Жить на одну стипендию, знаешь ли, трудно. Особенно когда влюблен в красивую однокурсницу и хочется не выглядеть в ее глазах полунищим олухом. Я подрабатывал на жизнь в Физиологическом институте, там была у нас предвыпускная практика, и там же я устроился лаборантом. Моим руководителем был кандидат наук Штейнберг – человек жесткий, насмешливый. Однажды я поделился с ним своими мыслями насчет перевода постепенного износа клеток в ступенчатый. Леонид Михайлович высмеял меня, назвал мою идею завиральной. Как раз в то время у него произошли неприятности…
В лаборатории Круглов, в белом халате, стоит у сетчатой клетки с парой кроликов. Палочкой придвигает капустные листья к одному из них, а тот лишь вяло шевелит ноздрями, сидит безжизненно.
– Ешь, ешь, братец, – уговаривает вполголоса Круглов. – Что это ты кочевряжишься? Смотри, как твоя подружка рубает. Ешь, ушастенький, вкусная же зелень. Ну?
– И этот подыхает, – говорит, подойдя к клетке, научный сотрудник Данилов, очкарик средних лет. – Слышите, Леонид Михайлович? – обращается он к Штейнбергу, сидящему на краешке стола. – Подыхает тридцать четвертый.
Штейнберг, лысоватый, с худым, резко очерченным лицом, не отвечает. Он читает «Физиологический журнал», хмурится, ногой покачивает.
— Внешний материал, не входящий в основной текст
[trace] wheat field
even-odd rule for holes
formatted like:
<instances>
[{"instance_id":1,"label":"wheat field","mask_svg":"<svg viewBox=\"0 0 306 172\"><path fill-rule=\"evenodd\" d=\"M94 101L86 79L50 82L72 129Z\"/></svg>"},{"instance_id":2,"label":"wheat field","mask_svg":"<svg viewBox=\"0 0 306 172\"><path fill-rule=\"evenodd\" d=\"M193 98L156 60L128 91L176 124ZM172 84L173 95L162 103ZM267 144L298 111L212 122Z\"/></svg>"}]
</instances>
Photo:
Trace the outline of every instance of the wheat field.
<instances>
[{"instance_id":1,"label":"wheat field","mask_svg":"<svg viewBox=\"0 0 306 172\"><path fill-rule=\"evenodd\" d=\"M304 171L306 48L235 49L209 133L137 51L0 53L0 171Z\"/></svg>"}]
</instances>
– Дозу надо изменить, – говорит Данилов. – Или вовсе от солей магния отказаться. Слышите?
Штейнберг отбрасывает журнал, ворча:
– Непотребщина, словоблудство… А еще членкор!
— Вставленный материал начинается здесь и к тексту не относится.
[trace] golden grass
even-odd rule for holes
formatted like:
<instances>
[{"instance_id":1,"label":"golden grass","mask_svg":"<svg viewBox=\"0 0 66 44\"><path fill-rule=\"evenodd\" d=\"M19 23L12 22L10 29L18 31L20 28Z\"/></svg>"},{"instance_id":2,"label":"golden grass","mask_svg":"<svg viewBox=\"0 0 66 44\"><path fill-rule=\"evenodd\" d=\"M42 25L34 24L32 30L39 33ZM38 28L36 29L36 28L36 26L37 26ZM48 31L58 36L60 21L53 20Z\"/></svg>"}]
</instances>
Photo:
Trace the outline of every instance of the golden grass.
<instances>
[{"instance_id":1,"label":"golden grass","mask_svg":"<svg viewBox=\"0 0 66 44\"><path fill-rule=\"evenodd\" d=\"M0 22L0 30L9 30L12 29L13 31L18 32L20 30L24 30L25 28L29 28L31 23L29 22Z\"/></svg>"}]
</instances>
– Вы о чем, Леонид Михайлович?
Штейнберг подходит к клетке, смотрит на обреченного кролика.
– Н-да… Похоже, что теперь за физиологию взялись. Вон, полюбуйтесь. – Кивок в сторону брошенного журнала. – Статья Колесникова о нервной трофике. Автор уважаемый, ждешь от него нового слова. А в статье ничего путного. Неясные обвинения тем, кто отступает от павловского учения. И похвальба. Дескать, наш Павлов доказал на собаках изменение питания сердечной мышцы под влиянием нервов раньше, чем англичанин Гаскелл – на черепахах… Да, дозу рассчитать придется заново, но от фторида магния пока не откажемся.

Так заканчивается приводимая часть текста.